Dmac Music (www.dougmacdonald.net)
Doug MacDonald & The Tarmac Ensemble
Live at Hangar 18: Jazz Marathon 4
CD1: San Fernando
Blvd, Dreamsville, Lollipops and Roses, I Thought About You, With the Wind and the
Rain in Her Hair, Maiden Voyage, Pennies From Heaven, Nobody Else But Me CD2: Strike Up the Band, LL,
Something to Light Up My Life, Make Believe, Body and Soul, My Foolish Heart
Where or When, Tune Up Doug
MacDonald
(g), Charlie Shoemake (vib), Joe Bagg (p), Harvey Newmark (b, CD1:
1,2,3,5, CD2: 1,2,3,4), Kendall Kay (dm, CD1: 1,2,3,5, CD2: 1,2,3,4),
Kim Richmond
(as, fl), Ron Stout (tp), Ira Nepus (tb), Rickey Woodard (ts), John B.
Williams
(b), Roy McCurdy (dm) Enregistré le 18
juillet 2019, Los Angeles, CA Durée: 54’ 10” +
59’ 39” Dmac Music 16
(www.dougmacdonald.net)
The Coachella Valley Trio
Mid Century Modern
My Shining Hour,
Lance or Lot, Cat City Samba, Tram Jam, What’s New, Give Me the Simple Life,
Stranger in Paradise, I Hadn’t Anyone Till You, Woody ‘N You, Bossa Nueva, The
Way You Look Tonight Doug MacDonald
(g), Larry Holloway (b), Tim Pleasant (dm), Big Black (djembé, 3,6,7,8,9,10) Enregistré à Palm
Springs, CA, date non précisée Durée: 42’

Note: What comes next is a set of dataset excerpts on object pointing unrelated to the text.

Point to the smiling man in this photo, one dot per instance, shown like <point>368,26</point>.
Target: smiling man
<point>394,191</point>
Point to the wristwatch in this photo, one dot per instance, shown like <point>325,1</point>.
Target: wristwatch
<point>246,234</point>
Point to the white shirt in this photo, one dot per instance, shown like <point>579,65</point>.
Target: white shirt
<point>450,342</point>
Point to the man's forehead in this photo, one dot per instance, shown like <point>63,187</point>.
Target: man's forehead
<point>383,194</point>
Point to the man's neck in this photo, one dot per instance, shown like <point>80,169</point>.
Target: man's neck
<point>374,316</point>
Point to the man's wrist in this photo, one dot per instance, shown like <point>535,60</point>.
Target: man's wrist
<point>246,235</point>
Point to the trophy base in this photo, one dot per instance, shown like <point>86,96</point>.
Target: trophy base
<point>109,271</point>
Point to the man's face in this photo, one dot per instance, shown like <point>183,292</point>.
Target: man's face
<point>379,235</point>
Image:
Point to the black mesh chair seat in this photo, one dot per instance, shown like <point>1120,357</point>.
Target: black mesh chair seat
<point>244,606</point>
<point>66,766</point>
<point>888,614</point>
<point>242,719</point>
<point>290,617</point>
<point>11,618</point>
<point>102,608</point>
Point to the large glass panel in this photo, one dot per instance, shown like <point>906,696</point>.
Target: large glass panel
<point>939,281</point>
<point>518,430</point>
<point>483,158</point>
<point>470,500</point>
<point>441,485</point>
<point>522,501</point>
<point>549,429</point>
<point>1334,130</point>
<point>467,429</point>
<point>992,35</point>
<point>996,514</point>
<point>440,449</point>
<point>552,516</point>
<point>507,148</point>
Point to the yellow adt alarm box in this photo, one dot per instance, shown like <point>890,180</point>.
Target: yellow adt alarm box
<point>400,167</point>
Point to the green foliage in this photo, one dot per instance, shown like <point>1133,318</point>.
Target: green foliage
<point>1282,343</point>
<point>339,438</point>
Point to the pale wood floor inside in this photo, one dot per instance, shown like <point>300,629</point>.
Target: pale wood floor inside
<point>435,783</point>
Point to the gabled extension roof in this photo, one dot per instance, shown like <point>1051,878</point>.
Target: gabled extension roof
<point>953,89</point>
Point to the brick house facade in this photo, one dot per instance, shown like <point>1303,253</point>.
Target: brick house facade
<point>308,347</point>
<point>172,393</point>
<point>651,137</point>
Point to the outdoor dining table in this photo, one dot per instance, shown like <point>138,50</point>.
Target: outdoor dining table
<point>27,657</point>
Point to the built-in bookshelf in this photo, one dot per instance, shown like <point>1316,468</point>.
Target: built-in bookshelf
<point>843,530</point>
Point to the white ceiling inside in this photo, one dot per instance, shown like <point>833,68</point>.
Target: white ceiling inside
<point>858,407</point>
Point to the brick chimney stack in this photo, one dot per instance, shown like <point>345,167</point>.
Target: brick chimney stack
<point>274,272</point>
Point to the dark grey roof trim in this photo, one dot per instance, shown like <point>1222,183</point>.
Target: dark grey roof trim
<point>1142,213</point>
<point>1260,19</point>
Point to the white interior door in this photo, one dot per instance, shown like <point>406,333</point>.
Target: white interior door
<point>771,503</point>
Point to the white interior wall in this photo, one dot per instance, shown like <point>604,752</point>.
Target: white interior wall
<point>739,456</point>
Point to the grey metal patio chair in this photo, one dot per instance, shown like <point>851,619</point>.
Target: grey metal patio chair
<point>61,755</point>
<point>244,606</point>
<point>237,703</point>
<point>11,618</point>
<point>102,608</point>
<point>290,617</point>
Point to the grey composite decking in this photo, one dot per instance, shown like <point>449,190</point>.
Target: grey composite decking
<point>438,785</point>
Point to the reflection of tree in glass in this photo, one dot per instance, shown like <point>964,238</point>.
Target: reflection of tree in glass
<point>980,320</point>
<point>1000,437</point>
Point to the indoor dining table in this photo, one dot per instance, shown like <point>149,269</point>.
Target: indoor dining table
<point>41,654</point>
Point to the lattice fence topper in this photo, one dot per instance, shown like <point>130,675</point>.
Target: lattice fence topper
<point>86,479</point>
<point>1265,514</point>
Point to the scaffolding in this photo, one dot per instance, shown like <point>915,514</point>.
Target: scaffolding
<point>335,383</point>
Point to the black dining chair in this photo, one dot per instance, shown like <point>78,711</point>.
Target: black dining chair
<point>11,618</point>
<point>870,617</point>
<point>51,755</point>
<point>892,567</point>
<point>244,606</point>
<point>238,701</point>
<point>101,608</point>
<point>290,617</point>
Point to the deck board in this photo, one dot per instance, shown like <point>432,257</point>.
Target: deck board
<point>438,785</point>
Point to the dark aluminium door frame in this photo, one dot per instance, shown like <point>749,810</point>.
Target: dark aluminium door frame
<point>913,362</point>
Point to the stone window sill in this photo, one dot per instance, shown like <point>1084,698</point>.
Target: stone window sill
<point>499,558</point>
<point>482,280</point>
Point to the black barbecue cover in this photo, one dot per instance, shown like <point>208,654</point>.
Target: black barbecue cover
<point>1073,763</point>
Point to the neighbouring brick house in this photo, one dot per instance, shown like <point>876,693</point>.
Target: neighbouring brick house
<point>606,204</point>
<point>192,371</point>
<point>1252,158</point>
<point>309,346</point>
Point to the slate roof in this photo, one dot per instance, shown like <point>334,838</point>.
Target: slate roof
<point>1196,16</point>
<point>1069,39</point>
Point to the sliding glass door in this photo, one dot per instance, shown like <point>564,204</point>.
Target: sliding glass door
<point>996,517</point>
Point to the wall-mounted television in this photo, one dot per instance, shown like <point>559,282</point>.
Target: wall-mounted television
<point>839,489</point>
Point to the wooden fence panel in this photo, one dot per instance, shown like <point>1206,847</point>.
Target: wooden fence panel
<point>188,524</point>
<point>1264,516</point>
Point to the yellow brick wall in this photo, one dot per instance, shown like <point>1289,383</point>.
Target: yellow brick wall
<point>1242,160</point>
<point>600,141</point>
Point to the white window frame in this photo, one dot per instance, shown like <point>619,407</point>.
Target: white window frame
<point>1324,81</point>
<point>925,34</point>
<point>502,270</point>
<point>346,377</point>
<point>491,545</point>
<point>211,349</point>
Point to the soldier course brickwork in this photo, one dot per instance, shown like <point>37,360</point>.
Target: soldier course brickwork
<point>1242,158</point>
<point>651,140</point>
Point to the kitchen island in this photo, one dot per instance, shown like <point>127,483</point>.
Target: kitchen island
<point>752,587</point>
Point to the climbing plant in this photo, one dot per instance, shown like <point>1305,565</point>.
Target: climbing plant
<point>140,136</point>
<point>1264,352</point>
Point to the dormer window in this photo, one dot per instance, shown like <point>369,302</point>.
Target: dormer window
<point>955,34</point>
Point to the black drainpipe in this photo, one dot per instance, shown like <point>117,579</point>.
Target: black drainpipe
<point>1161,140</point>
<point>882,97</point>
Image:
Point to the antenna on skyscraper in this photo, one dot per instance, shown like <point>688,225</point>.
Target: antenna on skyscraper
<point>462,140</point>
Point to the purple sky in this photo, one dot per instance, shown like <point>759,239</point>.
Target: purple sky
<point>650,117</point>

05” Dmac Music 17 (www.dougmacdonald.net)
Doug MacDonald
Toluca Lake Jazz
Flamingo, My
Little Boat, Baubles Bangles and Beads, These Foolish Things, Toluca Lake Jazz,
Is This It?, Desert Jazz, Village Blues, De-Ha, Easy Living, Pleasante
Pleasant, If I Had You, New World Doug MacDonald
(g), Harvey Newmark (b) Enregistré à
Glendale, CA, date non précisée Durée: 53’46’’ Dmac Music 18
(www.dougmacdonald.net)
Doug MacDonald
Live in Hawaii
My Shining Hour,
Cat City Samba, Blues in the Closet, Star Eyes, Bossa Don, Lester Leaps In, Stranger in
Paradise Doug MacDonald
(g), Noel Okimoto (vib), Dean Taba (b), Darryl Pellegrini (dm) Enregistré le 9 novembre 2019, Honolulu, Hawaii Durée: 59’ 12” Dmac Music 19
(www.dougmacdonald.net)
Doug MacDonald
est un merveilleux musicien de jazz au-delà de l’instrumentiste, comme le dit
la formule, un musicien pour musicien précieux et rare. Il véhicule un profond
respect pour un jazz de culture ancré dans un idiome post bop avec un goût
prononcé pour la beauté esthétique qui a façonné le jeu de Kenny Burrell en
single note bluesy, avec toujours un souci de développer de superbes lignes
mélodiques. Mais c’est surtout du côté de Barney Kessel qu’il revendique son
héritage par une connaissance approfondie du bop parkérien doublée d’une
élégance et d’un sens raffiné du swing. On est ici dans
une certaine forme d’orthodoxie bop par un musicien au parcours singulier et
issu d’une belle tradition de la guitare jazz allant d’Herb Ellis à Joe Pass.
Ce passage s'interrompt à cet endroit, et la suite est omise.